Retour à l'ordre du jourDans la mesure où le conseiller d’Etat a répondu à ma résolution quant à un moratoire sur la reprise de la Fondation vaudoise de probation et que nous n’avons pas d’autres occasions de discuter d’une résolution, je me permets quelques remarques suite à ladite réponse. D’abord, le Conseil d’Etat indique que dans les constatations, observations et recommandations, l’une des recommandations porte sur le fait que les Assises de la chaîne pénale de 2018 prônent que l’autorité d’exécution et de probation soit réunie au sein d’une même entité. Or, la recommandation porte sur une meilleure coordination, à aucun moment il n’est question d’une fusion entre ces entités.
Ensuite, concernant la question de la grille salariale, des discussions étaient visiblement en cours pour rapprocher les conditions des employés de la fondation à ceux de l’Etat. Or, la décision unilatérale du Conseil d’Etat de reprendre les activités de la fondation a interrompu ce processus.

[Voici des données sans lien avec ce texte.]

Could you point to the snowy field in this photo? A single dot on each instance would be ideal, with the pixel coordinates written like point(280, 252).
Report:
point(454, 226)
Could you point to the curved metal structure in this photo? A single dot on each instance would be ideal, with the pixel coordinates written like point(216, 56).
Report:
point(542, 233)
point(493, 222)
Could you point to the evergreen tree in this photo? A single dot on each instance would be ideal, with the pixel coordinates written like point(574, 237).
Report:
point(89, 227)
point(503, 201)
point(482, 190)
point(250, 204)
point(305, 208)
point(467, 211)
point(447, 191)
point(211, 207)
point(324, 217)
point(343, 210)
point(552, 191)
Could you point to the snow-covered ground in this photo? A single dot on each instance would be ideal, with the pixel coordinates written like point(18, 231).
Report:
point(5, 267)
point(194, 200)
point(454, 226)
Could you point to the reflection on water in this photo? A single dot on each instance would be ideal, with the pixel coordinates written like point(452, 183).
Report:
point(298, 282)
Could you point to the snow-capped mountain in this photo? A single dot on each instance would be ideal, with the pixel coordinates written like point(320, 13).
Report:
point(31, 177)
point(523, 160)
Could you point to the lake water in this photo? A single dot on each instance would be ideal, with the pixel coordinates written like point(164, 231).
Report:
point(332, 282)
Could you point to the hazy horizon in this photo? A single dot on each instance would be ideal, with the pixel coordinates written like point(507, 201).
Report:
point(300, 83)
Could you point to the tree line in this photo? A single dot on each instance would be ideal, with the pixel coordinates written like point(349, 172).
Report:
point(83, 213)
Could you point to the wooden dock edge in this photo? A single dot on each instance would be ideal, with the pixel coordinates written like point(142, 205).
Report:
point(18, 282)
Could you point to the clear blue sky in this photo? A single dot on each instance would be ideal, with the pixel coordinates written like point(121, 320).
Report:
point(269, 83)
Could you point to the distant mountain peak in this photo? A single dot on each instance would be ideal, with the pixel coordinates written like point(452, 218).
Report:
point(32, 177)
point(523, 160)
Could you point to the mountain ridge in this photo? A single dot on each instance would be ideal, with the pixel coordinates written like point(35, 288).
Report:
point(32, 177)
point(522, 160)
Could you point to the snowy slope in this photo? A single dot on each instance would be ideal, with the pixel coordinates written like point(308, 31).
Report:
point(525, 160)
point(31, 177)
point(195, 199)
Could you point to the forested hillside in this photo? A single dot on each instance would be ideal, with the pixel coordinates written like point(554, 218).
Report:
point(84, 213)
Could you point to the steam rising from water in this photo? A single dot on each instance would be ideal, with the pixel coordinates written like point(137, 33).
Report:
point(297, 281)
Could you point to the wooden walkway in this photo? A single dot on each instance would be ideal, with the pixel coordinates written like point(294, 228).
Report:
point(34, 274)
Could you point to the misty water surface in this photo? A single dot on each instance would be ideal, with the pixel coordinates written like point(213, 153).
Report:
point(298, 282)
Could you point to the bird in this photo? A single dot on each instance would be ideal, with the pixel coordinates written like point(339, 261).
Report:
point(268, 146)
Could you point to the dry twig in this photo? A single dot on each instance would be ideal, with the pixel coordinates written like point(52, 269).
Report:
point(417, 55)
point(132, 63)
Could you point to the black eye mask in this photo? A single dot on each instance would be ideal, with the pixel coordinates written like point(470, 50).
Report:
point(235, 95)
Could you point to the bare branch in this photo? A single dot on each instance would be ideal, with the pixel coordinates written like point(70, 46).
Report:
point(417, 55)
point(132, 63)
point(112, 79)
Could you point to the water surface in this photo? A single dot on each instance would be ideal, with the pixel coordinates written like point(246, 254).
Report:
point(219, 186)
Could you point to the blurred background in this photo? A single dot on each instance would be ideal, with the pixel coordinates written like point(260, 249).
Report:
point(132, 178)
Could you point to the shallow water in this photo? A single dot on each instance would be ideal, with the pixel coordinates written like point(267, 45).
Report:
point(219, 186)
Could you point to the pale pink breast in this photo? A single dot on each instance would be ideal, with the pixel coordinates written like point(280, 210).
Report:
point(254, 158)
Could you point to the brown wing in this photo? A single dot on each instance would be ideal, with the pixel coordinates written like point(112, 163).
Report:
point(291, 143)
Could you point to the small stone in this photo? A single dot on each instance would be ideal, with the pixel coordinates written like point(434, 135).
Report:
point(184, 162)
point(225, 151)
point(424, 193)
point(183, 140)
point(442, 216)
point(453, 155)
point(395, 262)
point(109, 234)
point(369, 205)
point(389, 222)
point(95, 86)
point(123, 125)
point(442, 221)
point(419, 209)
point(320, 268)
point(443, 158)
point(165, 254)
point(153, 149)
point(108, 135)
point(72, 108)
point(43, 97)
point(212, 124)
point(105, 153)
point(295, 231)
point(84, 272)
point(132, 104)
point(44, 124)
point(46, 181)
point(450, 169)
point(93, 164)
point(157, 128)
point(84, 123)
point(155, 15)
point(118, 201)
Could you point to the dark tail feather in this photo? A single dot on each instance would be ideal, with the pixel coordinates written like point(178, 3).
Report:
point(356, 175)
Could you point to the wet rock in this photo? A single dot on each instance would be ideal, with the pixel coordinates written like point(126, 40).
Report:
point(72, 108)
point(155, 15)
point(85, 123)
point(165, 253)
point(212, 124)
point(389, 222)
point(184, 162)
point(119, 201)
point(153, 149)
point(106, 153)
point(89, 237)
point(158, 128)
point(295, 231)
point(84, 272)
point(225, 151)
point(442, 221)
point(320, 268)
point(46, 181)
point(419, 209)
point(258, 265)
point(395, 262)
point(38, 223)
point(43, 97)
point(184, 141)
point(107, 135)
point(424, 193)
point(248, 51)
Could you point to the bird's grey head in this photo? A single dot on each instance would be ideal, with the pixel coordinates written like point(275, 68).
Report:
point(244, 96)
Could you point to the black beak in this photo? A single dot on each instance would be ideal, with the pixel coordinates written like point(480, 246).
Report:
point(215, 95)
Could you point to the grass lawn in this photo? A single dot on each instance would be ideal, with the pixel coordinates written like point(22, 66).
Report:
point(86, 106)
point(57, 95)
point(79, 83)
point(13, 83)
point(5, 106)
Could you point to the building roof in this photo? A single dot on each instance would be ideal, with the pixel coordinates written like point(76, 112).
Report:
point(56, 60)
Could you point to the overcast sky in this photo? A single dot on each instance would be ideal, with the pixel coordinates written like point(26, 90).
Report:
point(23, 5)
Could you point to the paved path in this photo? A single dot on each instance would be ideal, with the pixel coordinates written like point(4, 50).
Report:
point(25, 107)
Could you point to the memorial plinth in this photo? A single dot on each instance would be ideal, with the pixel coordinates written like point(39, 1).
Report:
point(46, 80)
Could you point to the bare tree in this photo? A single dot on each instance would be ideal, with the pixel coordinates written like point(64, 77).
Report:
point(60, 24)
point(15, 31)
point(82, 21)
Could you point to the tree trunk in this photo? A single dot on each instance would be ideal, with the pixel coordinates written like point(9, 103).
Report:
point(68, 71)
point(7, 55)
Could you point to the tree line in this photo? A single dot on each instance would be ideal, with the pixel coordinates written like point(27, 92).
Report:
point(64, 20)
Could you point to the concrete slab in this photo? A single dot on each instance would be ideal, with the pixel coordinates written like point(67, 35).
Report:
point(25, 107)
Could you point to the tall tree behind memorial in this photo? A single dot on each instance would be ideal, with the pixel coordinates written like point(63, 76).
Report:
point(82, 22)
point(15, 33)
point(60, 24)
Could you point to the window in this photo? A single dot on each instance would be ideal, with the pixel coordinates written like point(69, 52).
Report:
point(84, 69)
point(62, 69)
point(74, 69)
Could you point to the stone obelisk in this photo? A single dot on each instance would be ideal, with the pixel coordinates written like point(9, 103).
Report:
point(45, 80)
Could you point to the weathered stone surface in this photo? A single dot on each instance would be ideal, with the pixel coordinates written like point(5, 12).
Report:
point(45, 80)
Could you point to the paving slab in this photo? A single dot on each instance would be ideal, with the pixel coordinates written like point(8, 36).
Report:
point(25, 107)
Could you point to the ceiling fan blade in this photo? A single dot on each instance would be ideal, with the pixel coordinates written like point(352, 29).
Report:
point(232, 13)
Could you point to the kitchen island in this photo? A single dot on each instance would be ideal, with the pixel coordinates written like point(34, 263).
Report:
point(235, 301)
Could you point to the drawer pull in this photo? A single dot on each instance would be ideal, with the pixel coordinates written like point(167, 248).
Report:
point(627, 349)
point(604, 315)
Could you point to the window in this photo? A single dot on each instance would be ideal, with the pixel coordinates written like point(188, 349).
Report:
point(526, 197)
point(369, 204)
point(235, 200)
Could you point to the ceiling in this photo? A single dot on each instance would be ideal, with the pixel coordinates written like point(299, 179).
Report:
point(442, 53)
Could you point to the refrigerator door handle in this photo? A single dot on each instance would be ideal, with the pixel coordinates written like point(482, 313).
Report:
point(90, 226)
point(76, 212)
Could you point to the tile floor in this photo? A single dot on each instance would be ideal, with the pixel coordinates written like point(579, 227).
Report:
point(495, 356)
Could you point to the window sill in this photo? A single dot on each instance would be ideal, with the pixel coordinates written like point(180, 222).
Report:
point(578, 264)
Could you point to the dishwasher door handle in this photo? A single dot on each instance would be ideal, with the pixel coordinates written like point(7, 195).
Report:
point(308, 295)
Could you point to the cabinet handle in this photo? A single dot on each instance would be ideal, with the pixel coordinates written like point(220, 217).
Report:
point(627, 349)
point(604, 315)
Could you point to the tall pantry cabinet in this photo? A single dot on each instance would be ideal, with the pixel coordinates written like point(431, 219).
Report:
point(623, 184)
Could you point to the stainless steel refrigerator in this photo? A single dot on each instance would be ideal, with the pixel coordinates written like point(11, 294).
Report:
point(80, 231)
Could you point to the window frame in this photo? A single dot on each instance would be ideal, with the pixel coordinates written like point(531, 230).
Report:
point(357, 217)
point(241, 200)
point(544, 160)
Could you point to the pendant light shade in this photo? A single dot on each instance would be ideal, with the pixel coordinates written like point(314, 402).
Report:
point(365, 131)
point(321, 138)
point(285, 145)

En outre, je reste dubitative quant à la question de la baisse des coûts. En effet, le Conseil d’Etat part du principe d’une baisse de 600’000 francs, mais à aucun moment ne détaille comment s’opérera cette baisse des coûts, si ce n’est que des cadres ne seront plus engagés par l’État de Vaud. En revanche, il est question de la reprise de la caisse de pensions et du principe de dissolution de la fondation entraînant la vente de l’immeuble. Or, la fondation n’a aucune obligation de se dissoudre ; par conséquent, si cet immeuble n’est pas vendu, le coût pour l’Etat de Vaud sera bien plus élevé.
Enfin, on constate qu’il s’agit vraiment d’une décision unilatérale du Conseil d’Etat, qu’il ne s’agit nullement d’un travail collaboratif. Nous le regrettons, car les employés de cette fondation travaillent bien et leurs services sont loués par beaucoup d’intervenants dans ce domaine.